Повинуясь желанию Елизаветы, он вскоре женился, не очень, впрочем, охотно, на внучатной племяннице государыни, Екатерине Ивановне Нарышкиной, принесшей с собой в приданое сорок четыре тысячи крестьян. Ее состояние оценивалось в шестьсот тысяч рублей годового дохода. Три года спустя, когда малороссы просили о восстановлении у них гетманства, Кирилл Разумовский показался столь же подходящим для дарования им счастья, сколь он казался способным удовлетворить Делиля и его собратьев. Он нехотя уехал из Петербурга, но впоследствии утешился в своем великолепном изгнании тем, что играл роль царька в своей области. Он издавал указы не менее самодержавно формулированные, чем указы Елизаветы: «Мы заблагорассудили… Мы повелеваем…». У него был отряд телохранителей и в своей резиденции в Батурине, лежащем теперь в развалинах, но где еще не так давно искали клад, будто бы в нем зарытый, он завел итальянскую оперу и французский театр. Он мечтал даже учредить в нем университет, но удовольствовался тем, что создал в Петербурге, где он часто появлялся, нечто весьма похожее на дом свиданий. По просьбе Екатерины, он согласился отдать часть своего дворца для устройства тайных вечеров, куда великий князь приходил вкушать запретных развлечений, в то время как великая княгиня искала их со своей стороны. Екатерина Ивановна Разумовская каждый вечер принимала у себя и играла в карты, и таким образом под одной кровлей нередко происходило два собрания. Вскоре их стало устраиваться и по три. Екатерина сообразила, что гостеприимный и сговорчивый дом Разумовского может дать приют и ее собственным свиданиям, и она выпросила для этой цели несколько комнат в нижнем этаже, где и устроила свой первый эрмитаж, причем великий князь никогда не подозревал об этом близком соседстве.
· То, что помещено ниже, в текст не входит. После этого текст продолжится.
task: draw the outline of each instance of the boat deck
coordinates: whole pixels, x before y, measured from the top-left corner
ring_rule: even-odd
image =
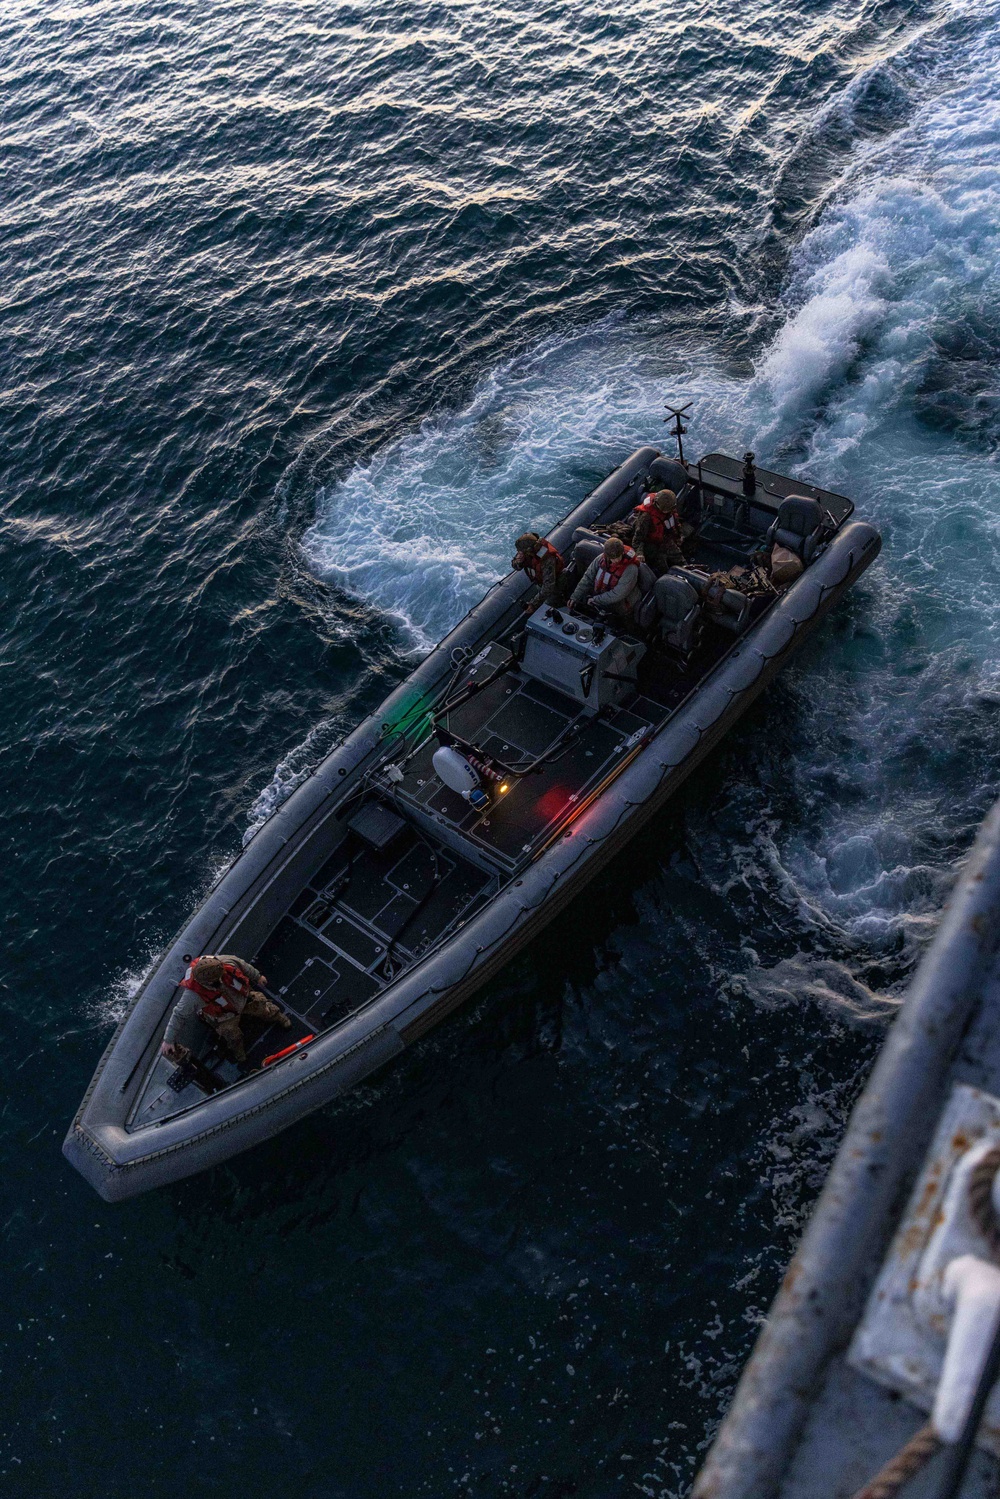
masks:
[[[571,698],[509,673],[453,711],[449,727],[505,765],[524,765],[542,755],[552,759],[512,782],[481,816],[435,775],[431,758],[437,740],[430,738],[406,767],[399,803],[461,834],[499,869],[513,870],[663,716],[659,703],[638,696],[627,708],[588,717]]]
[[[448,850],[434,849],[402,825],[389,847],[375,849],[355,833],[319,871],[256,956],[266,992],[292,1021],[290,1030],[244,1019],[247,1065],[326,1030],[373,999],[399,972],[466,920],[497,888],[497,879]],[[205,1030],[200,1060],[220,1087],[239,1068]],[[131,1128],[155,1123],[199,1102],[189,1083],[174,1092],[171,1062],[161,1059]]]
[[[314,1030],[356,1010],[496,889],[496,879],[401,826],[388,847],[351,834],[258,954],[268,989]]]

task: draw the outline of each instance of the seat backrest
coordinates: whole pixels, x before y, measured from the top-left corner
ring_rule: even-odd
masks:
[[[686,583],[691,584],[699,598],[708,587],[708,573],[699,572],[694,567],[672,567],[664,573],[664,577],[683,578]]]
[[[682,521],[697,526],[701,520],[701,492],[676,458],[654,458],[646,471],[647,490],[672,489]]]
[[[639,563],[639,586],[632,595],[636,600],[632,620],[640,630],[656,623],[656,574],[645,562]]]
[[[656,605],[660,614],[660,638],[664,645],[688,656],[701,634],[701,603],[697,590],[686,578],[664,573],[656,580]]]
[[[823,506],[808,495],[790,494],[778,506],[775,530],[791,531],[793,536],[811,536],[823,524]]]
[[[676,458],[654,458],[646,471],[650,490],[672,489],[679,495],[688,482],[687,469]]]
[[[603,545],[602,538],[598,536],[596,531],[592,531],[589,526],[576,527],[575,531],[573,532],[573,545],[576,546],[577,542],[579,541],[596,541],[600,542],[601,545]]]
[[[656,580],[656,607],[668,625],[679,624],[698,604],[698,595],[686,578],[664,573]]]
[[[604,551],[604,542],[599,536],[584,536],[573,548],[573,568],[576,575],[583,577],[587,568]]]
[[[639,598],[639,602],[632,611],[632,623],[640,630],[649,630],[656,624],[658,617],[656,589],[655,587],[649,588]]]

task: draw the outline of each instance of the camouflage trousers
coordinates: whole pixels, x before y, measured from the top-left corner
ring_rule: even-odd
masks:
[[[684,553],[674,542],[665,542],[661,547],[650,546],[647,542],[644,550],[646,561],[658,578],[662,578],[670,567],[684,566]]]
[[[243,1028],[240,1025],[243,1016],[247,1016],[250,1020],[277,1020],[284,1013],[281,1006],[276,1005],[273,999],[268,999],[265,994],[261,994],[259,989],[252,989],[241,1014],[220,1015],[217,1018],[203,1015],[202,1019],[206,1025],[212,1027],[233,1061],[245,1062],[247,1052],[243,1044]]]

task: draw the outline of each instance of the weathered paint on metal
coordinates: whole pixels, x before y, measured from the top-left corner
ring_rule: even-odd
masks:
[[[860,1098],[692,1499],[770,1499],[861,1315],[1000,944],[1000,804]]]

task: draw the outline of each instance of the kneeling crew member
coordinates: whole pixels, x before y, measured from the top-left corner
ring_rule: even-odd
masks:
[[[542,590],[538,598],[525,604],[528,613],[541,604],[560,604],[563,599],[563,560],[551,541],[537,531],[525,531],[514,543],[517,548],[511,561],[515,572],[525,572]]]
[[[684,561],[681,551],[681,518],[677,513],[677,496],[672,489],[648,494],[632,511],[635,528],[632,545],[641,562],[659,576],[668,567]]]
[[[609,536],[604,551],[594,558],[573,589],[569,607],[588,605],[598,614],[627,618],[638,586],[638,557],[617,536]]]
[[[234,1062],[245,1062],[247,1053],[240,1026],[244,1015],[252,1020],[276,1021],[285,1030],[292,1023],[280,1005],[255,987],[266,982],[252,963],[231,953],[218,957],[209,953],[195,958],[181,980],[185,992],[167,1021],[160,1051],[171,1062],[183,1062],[189,1053],[179,1037],[184,1033],[185,1023],[197,1015],[215,1032]]]

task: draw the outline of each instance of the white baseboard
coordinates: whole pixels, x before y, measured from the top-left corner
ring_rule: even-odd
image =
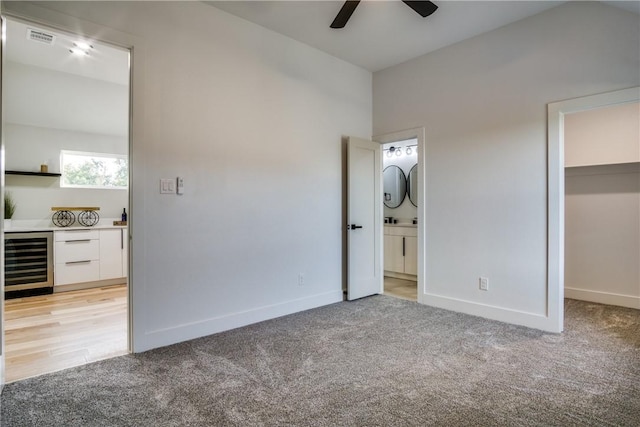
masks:
[[[617,305],[620,307],[636,308],[640,310],[640,296],[613,294],[610,292],[587,291],[584,289],[564,288],[565,298],[600,304]]]
[[[394,271],[385,270],[384,276],[393,277],[394,279],[413,280],[414,282],[418,281],[418,276],[414,276],[413,274],[396,273]]]
[[[136,340],[136,348],[133,351],[139,353],[342,301],[342,291],[332,291],[172,328],[159,329],[148,332],[141,339]]]
[[[127,278],[121,277],[118,279],[106,279],[106,280],[96,280],[93,282],[81,282],[81,283],[71,283],[68,285],[55,285],[53,287],[53,292],[67,292],[67,291],[80,291],[83,289],[92,289],[92,288],[102,288],[105,286],[112,285],[126,285]]]
[[[540,329],[554,333],[562,332],[562,330],[558,330],[558,322],[556,319],[552,319],[543,314],[511,310],[429,293],[424,293],[422,295],[421,302],[432,307],[444,308],[446,310],[457,311],[459,313],[484,317],[491,320],[498,320],[505,323],[512,323],[514,325],[526,326],[528,328]]]

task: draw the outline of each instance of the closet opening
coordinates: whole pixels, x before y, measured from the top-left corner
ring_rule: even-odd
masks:
[[[565,297],[640,308],[640,104],[566,114]]]

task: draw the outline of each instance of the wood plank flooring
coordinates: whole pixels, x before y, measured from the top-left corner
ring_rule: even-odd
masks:
[[[413,280],[384,278],[384,294],[410,301],[418,300],[418,283]]]
[[[127,354],[127,286],[5,301],[7,383]]]

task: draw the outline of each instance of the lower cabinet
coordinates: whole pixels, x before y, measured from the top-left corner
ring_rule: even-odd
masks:
[[[418,238],[415,227],[384,227],[384,270],[418,274]]]
[[[100,230],[100,280],[126,276],[125,234],[121,228]]]
[[[53,234],[54,285],[100,280],[98,230],[64,230]]]
[[[56,230],[54,286],[127,276],[126,229]]]

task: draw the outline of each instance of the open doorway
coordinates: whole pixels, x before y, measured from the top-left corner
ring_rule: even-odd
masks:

Витторио Реджианини. Сольный концерт
Относительно же Малороссии, поскольку ему то позволяли многообразные заботы хозяина дома на три отделения, Кирилл Григорьевич обнаружил похвальные намерения, практикуясь в роли администратора. Он даже занялся введением преобразований в дух справедливости и милосердия, соответствовавших его добродушному нраву. Но Украйна от этого не выиграла. Кирилл Григорьевич был добр, но он подпадал под влияние алчных родных и испорченной среды, окружавшей его. Я рассказал в другом труде последующие события и окончание его карьеры, относящиеся уже к истории Екатерины II. Имя и богатство человека, вознесенного на высоту человеческого счастья, долго не продержались в России. Разбогатев еще больше после смерти брата, Кирилл Григорьевич оставил в 1803 г. одиннадцать человек детей, а теперь последние представители этой семьи, вызванной, благодаря прихоти Елизаветы, из ничтожества, живут в Саксонии или в Австрии и не имеют уж ничего общего со своей родиной.
Алексей Григорьевич продержался в милости императрицы до последнего дня ее жизни, с некоторыми колебаниями, никогда, впрочем, не нарушившими добрых отношений четы. Со свойственным ему смирением Разумовский никогда не настаивал на своих правах, — были ли они освящены церковью или нет, — чтобы перечить Елизавете и стеснять ее свободу. Он даже намеренно способствовал возвышению И.И. Шувалова, хотя не мог питать никаких иллюзий относительно последствий этого события. С внешней стороны, его положение осталось нетронутым. Елизавета по-прежнему проводила два-три дня в году в Гостилицах и праздновала день его ангела в Аничковом дворце. Но уж в 1751 г. все с изумлением узнали, что украинский правитель и правая рука Алексея Григорьевича арестован и попал в руки тайной канцелярии. Тогда поняли, что нарождается новый порядок вещей и что прошло время, когда Салтыков позволял безропотно бить себя палкой.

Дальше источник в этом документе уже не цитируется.